December 11, 2022

How to reach younger workers? Personalization, choice and education.

A version of this article originally appeared on 401k Specialist.

Younger workers present a clear opportunity to employers. Helping them achieve their financial goals can play a key role in loyalty, trust and recruitment. Many are already engaged with their workplace retirement accounts, and they value employers who support them through times of financial stress.

Data from Schwab Retirement Plan Services on the behaviors and preferences of Gen Z and Millennial workers reveals three ways plan advisors can help employers reach younger workers.

Don't treat them like a crowd
Younger workers have different financial situations than older workers, and not surprisingly, they don't all have the same needs. They want to know their employer recognizes their personal situation, and they want to see this reflected in their retirement plans. Most Gen Z (83%) and Millennial (82%) workers would like personalized advice for their 401(k), and more than 7 in 10 say it's important that their 401(k) investments reflect their personal values.

Like everyone else, Gen Z and Millennials are worried about inflation and stock market volatility getting in the way of their retirement goals, but not as much as older generations. That's not surprising given their longer timelines to retirement. Plan advisors can help employers avoid treating all young workers the same by tailoring benefits and education to the obstacles they believe are most important. Younger workers are more likely to say that unexpected expenses, education costs and supporting family members are obstacles to saving for retirement. 

Include a range of investment choices 
The 401(k) remains the primary retirement savings vehicle for workers of all generations, although fewer Gen Z (79%) and Millennials (84%) than Gen X (89%) and Boomers (94%) say they are investing in their 401(k)s to save for retirement. Part of the reason may be how Gen Z and Millennial workers got started investing. They are more likely than older generations to say that their first investing experience was a mobile trading application. They are less likely to say it was their 401(k). Just 37% of Gen Z says their first investing experience was through a 401(k) compared to 61% of Gen X and Boomers.

As they see the variety of investment options available through other channels, younger workers are hoping their workplace retirement plans will offer more choices. For example, more than 4 in 10 Gen Z and Millennial workers wish they could invest in annuities through their workplace retirement plan. More than 3 in 10 wish they could select ESG investments and fractional shares. 

Plan advisors have an opportunity to help employers accommodate these preferences in a way that works for their plan. It's not common today for plan participants to have access to ESG funds or fractional shares, for example. If it's not practical for a plan sponsor to offer these options directly, a self-directed brokerage account (SDBA) inside the 401(k) is one possible solution that will not upend the core investment menu.
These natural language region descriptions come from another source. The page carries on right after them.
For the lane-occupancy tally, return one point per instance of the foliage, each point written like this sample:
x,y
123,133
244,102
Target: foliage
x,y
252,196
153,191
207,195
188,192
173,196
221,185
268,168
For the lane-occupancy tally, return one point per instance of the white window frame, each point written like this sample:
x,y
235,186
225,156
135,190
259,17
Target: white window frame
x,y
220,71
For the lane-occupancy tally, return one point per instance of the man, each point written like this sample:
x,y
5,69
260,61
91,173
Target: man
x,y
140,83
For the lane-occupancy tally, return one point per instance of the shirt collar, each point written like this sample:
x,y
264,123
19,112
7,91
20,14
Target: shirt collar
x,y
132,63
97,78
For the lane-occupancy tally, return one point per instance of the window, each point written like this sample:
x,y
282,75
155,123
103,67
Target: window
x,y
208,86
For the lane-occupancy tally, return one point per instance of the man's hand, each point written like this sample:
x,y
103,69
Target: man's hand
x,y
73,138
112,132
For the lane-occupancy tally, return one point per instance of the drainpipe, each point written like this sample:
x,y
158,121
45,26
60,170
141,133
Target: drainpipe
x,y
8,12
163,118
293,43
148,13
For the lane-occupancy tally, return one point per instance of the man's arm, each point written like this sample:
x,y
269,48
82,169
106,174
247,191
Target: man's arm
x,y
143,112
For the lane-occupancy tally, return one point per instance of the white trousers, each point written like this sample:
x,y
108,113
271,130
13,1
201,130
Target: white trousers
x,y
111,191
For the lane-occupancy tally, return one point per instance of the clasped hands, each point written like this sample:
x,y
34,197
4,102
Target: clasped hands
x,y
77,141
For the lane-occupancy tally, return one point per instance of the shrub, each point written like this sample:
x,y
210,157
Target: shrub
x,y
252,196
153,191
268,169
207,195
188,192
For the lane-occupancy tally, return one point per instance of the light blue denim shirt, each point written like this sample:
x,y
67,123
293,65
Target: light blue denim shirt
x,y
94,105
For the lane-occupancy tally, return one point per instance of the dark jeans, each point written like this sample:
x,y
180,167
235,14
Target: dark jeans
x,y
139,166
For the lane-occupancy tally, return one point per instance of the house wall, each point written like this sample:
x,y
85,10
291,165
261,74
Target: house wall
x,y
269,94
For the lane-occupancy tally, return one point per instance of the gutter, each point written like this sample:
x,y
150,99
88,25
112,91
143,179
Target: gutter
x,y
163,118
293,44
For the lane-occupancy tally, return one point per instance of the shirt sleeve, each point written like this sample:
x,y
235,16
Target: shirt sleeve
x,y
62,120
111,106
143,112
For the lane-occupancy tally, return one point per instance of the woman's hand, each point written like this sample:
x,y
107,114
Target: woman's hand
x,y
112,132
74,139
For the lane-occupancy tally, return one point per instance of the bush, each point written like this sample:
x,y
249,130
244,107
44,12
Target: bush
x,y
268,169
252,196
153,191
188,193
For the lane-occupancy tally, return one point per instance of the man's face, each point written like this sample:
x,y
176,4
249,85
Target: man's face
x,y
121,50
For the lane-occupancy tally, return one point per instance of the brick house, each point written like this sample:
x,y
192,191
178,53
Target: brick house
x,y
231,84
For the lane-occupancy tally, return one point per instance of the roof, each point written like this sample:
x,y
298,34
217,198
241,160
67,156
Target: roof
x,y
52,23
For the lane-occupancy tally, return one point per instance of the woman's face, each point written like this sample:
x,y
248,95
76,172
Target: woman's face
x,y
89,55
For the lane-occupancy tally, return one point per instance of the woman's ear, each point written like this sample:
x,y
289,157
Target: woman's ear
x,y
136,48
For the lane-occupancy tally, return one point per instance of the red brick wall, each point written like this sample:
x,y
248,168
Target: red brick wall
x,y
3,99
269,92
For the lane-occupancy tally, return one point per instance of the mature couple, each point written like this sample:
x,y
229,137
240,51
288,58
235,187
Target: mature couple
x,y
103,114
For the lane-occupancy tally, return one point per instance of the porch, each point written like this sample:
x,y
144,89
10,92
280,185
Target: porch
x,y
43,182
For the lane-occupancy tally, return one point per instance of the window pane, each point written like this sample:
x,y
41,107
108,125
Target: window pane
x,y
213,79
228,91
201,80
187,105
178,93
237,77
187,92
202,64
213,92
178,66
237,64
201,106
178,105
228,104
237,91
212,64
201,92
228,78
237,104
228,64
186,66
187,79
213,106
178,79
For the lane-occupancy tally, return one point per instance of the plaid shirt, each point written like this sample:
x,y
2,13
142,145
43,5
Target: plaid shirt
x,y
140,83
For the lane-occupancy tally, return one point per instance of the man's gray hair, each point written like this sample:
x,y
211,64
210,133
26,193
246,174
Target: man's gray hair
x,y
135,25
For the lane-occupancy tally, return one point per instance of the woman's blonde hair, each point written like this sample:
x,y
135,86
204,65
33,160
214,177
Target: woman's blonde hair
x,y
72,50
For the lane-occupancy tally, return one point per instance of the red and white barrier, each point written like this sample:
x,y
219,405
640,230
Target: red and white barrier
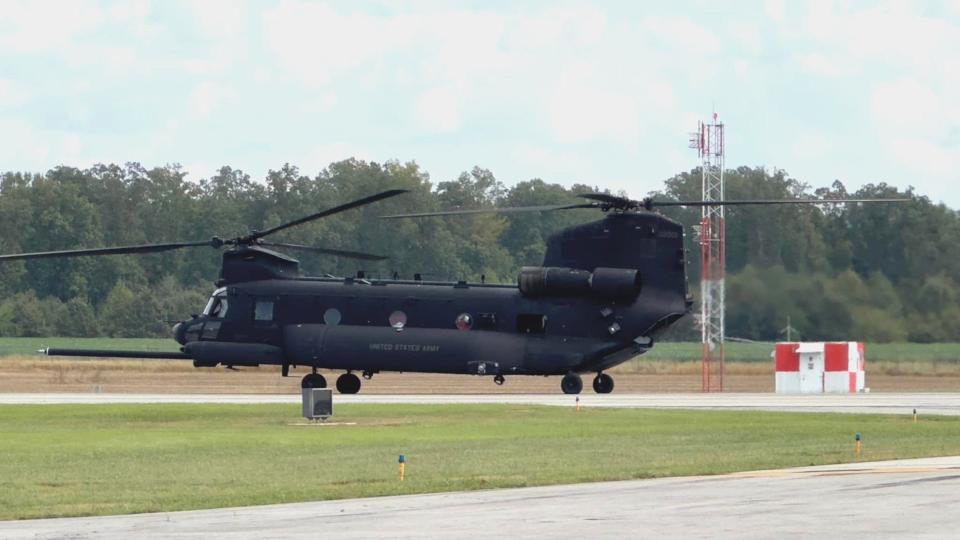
x,y
814,368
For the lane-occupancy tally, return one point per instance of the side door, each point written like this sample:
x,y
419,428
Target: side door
x,y
265,317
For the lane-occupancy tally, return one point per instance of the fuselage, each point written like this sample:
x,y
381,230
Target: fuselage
x,y
392,325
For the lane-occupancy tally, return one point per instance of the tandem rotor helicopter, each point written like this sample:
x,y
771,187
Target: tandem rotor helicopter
x,y
604,292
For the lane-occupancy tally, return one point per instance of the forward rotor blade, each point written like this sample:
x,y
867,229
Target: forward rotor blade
x,y
505,210
121,250
336,252
611,199
655,204
329,212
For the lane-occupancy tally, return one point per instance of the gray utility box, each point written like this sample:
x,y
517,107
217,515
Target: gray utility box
x,y
317,403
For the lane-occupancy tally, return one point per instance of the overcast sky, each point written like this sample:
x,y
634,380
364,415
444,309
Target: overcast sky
x,y
602,93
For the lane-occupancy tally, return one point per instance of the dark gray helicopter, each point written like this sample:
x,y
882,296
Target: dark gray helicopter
x,y
606,289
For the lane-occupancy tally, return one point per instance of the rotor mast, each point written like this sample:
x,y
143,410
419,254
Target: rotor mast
x,y
709,143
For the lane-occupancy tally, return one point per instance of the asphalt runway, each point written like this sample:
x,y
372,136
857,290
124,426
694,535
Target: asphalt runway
x,y
894,499
877,403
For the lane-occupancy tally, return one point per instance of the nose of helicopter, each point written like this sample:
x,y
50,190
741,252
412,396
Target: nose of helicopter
x,y
179,333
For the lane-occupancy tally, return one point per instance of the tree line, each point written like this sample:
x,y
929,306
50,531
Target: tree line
x,y
883,272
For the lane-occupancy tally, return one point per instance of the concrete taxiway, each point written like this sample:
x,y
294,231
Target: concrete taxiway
x,y
893,499
924,403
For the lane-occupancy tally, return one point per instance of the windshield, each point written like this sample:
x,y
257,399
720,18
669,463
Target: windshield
x,y
217,306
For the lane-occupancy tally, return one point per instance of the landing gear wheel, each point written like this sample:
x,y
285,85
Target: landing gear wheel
x,y
603,383
571,384
313,380
348,383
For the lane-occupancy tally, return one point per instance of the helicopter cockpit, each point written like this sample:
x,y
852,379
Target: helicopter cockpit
x,y
218,304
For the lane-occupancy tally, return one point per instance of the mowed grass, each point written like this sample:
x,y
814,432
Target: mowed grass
x,y
30,346
114,459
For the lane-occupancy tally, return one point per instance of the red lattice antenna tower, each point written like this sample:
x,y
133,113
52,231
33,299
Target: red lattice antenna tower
x,y
709,143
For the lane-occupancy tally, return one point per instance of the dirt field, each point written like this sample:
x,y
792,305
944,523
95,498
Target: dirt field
x,y
32,374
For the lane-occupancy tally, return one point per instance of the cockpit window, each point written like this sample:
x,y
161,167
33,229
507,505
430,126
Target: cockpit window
x,y
263,311
217,306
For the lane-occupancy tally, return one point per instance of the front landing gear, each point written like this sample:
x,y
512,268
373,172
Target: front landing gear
x,y
603,383
313,380
348,383
571,384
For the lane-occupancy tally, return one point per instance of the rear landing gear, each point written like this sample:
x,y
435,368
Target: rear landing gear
x,y
313,380
603,383
348,383
571,384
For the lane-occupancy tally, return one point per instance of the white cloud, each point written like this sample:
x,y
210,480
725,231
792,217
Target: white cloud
x,y
12,94
583,109
218,19
315,42
775,9
908,106
681,34
37,26
438,109
321,156
208,96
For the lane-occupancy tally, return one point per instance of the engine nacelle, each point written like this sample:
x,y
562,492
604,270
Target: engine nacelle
x,y
211,353
619,283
An SDBA option allows workers to select more customized investments that satisfy a range of preferences, including personal values or specific financial objectives, such as retirement income. 

Offer a variety of learning and advice options
Education also goes a long way to helping workers understand how to address their individual financial situation. For example, nearly half of Gen Z and Millennials want help calculating how much money they need to save for retirement. Other areas younger workers tend to say they have knowledge gaps in include investment advice, determining retirement age and managing their expenses. 

Employers have a number of options for addressing these needs, from in-person meetings to self-serve online tools and access to professional financial advice. Plan advisors can help plan sponsors choose options that engage with younger workers based on their preferences and behaviors. 

The question or topic may determine the best delivery format. For example, directing participants to an online calculator may be enough to help them determine how much to save for retirement. Gen Z and Millennials are more open to financial wellness tools than older generations, including online tools to help them save for retirement or build an emergency fund.

Live discussions might be more appropriate for understanding the full scope of employees' questions and concerns about managing expenses. Similarly, access to advice might be the right solution for questions about savings strategies and investment selection. About 60% of Gen Z and Millennial employees say they are very likely to follow human advice, and over 40% say the same about computer-generated advice. 

Plan advisors play an important role in employers' efforts to attract and retain talent. By helping plan sponsors understand younger workers' saving and investing preferences, they can inform the design of practical, effective strategies to meet the financial needs of a highly mobile talent pool. One in five workers have changed employers in the past 12 months, and 65% of those are Gen Z or Millennials. There is no doubt that employee benefits are top of mind for many young workers as they decide to stay or go.